Mechanism of substrate-induced anisotropic growth of monolayer WS2 by kinetic Monte Carlo simulations

Abstract

Controlled anisotropic growth of two-dimensional materials provides an approach for the synthesis of large single crystals and nanoribbons, which are promising for applications as low-dimensional semiconductors and in next-generation optoelectronic devices. In particular, the anisotropic growth of transition metal dichalcogenides induced by the substrate is of great interest due to its operability. To date, however, their substrate-induced anisotropic growth is typically driven by the optimization of experimental parameters without uncovering the fundamental mechanism. Here, the anisotropic growth of monolayer tungsten disulfide on an ST-X quartz substrate is achieved by chemical vapor deposition, and the mechanism of substrate-induced anisotropic growth is examined by kinetic Monte Carlo simulations. Results show that, besides the variation of substrate adsorption, the chalcogen to metal (C/M) ratio is a major contributor to the large growth anisotropy and the polarization of undergrowth and overgrowth; either perfect isotropy or high anisotropy can be expected when the C/M ratio equals 2.0 by properly controlling the linear relationship between gas flux and temperature.WS 2 : anisotropic growth on quartzThe anisotropic growth of WS2 is governed by the chalcogen to metal ratio. A team led by Gaofeng Wang at Hangzhou Dianzi University established a substrate-sensitive kinetic Monte Carlo (kMC) model that accounts for the local substrate effects on adsorption, desorption, and diffusion processes, to study the growth anisotropy in atomically thin transition metal dichalcogenides.
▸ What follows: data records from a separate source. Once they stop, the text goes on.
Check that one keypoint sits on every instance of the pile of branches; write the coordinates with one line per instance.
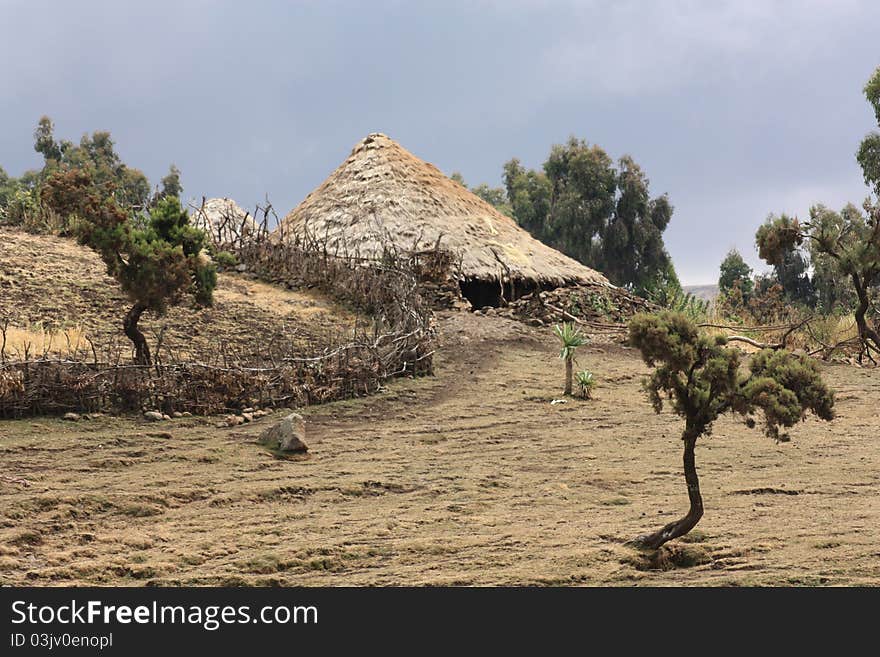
(601, 308)
(398, 341)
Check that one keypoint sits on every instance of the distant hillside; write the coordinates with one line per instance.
(706, 292)
(52, 289)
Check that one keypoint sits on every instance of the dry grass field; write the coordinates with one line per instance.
(55, 293)
(470, 477)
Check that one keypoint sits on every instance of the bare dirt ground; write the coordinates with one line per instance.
(470, 477)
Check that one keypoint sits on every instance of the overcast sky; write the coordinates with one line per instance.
(735, 109)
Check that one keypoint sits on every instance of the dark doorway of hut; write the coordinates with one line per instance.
(482, 293)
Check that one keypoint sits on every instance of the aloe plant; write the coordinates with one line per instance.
(571, 338)
(586, 382)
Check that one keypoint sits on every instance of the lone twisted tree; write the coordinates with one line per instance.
(701, 378)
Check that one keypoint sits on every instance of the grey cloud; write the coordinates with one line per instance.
(736, 109)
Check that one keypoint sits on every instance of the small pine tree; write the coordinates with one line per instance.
(701, 378)
(156, 260)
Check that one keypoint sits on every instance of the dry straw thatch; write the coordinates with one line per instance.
(383, 192)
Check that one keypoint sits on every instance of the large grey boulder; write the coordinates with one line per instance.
(287, 435)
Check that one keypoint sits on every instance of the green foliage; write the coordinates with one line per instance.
(586, 382)
(668, 293)
(780, 241)
(571, 338)
(171, 183)
(868, 155)
(734, 270)
(225, 259)
(594, 210)
(701, 377)
(495, 196)
(156, 260)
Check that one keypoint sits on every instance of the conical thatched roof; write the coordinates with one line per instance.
(383, 191)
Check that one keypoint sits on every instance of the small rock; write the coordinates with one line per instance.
(288, 435)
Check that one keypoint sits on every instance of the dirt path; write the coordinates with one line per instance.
(469, 477)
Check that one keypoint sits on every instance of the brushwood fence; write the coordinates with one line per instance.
(398, 342)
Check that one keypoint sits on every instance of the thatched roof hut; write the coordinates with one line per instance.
(383, 192)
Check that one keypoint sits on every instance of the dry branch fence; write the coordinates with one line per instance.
(398, 341)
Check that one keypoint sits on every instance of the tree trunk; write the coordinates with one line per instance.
(866, 333)
(129, 325)
(689, 521)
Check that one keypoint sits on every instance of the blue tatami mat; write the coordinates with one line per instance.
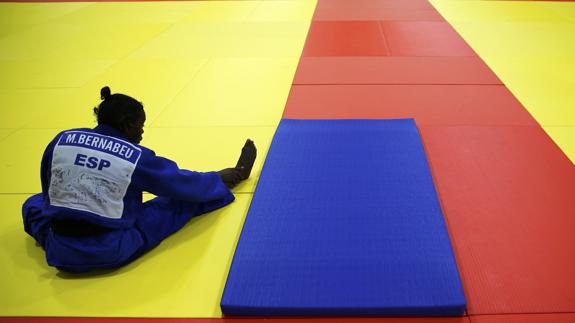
(345, 220)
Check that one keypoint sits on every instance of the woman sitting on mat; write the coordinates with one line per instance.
(90, 213)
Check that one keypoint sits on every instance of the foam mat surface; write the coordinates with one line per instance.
(507, 193)
(345, 221)
(210, 74)
(528, 45)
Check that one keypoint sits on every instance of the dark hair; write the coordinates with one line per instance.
(117, 110)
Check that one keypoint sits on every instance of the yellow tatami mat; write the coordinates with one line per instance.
(530, 46)
(201, 149)
(210, 75)
(183, 277)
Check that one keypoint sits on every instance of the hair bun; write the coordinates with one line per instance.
(105, 93)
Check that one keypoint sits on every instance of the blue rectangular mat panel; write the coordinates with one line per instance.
(345, 220)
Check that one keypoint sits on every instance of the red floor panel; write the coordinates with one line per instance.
(238, 320)
(507, 195)
(357, 38)
(424, 38)
(428, 104)
(364, 13)
(394, 70)
(525, 318)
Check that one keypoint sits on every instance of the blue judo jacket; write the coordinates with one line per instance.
(96, 175)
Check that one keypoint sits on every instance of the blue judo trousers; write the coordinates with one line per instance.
(95, 176)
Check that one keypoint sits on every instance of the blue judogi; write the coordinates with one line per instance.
(96, 176)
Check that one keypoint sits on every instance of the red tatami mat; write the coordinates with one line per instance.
(428, 104)
(394, 70)
(525, 318)
(357, 38)
(345, 5)
(424, 38)
(507, 195)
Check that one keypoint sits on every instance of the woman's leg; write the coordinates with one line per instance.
(35, 223)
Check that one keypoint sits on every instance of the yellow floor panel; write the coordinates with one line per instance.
(200, 149)
(530, 46)
(565, 138)
(210, 149)
(183, 277)
(213, 11)
(238, 91)
(299, 10)
(210, 75)
(36, 13)
(227, 39)
(122, 13)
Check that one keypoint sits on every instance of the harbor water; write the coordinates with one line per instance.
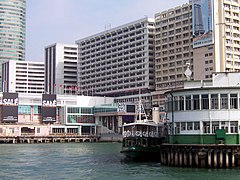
(90, 161)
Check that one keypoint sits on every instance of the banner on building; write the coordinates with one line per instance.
(10, 107)
(202, 15)
(49, 108)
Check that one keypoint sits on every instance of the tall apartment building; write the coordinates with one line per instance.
(173, 49)
(227, 35)
(118, 62)
(223, 54)
(23, 77)
(12, 30)
(61, 69)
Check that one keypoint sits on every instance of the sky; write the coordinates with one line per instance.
(66, 21)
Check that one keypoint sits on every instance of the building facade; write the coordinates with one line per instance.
(227, 35)
(203, 108)
(12, 30)
(23, 77)
(118, 62)
(173, 49)
(45, 114)
(61, 69)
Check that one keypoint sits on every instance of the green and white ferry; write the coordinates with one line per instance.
(205, 112)
(142, 139)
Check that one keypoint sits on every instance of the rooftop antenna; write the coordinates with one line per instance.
(188, 72)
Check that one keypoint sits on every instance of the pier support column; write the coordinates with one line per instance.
(169, 158)
(180, 158)
(176, 158)
(233, 159)
(227, 159)
(221, 159)
(185, 158)
(215, 158)
(172, 158)
(190, 159)
(196, 159)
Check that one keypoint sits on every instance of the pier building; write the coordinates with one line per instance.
(58, 116)
(204, 123)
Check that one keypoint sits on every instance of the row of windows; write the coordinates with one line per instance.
(208, 127)
(116, 33)
(204, 102)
Using the representative case of chemical vapor deposition growth of monolayer WS2 on ST-X quartz, the physical mechanism of substrate-induced anisotropic growth was investigated using first-principles calculations to obtain the energy parameters for modeling the kinetic events, followed by kinetic quantum Monte Carlo simulations within the kMC framework. The driving force of the anisotropic growth behavior was found to be the chalcogen to metal ratio, which could be controlled by tailoring the gas flux and temperature.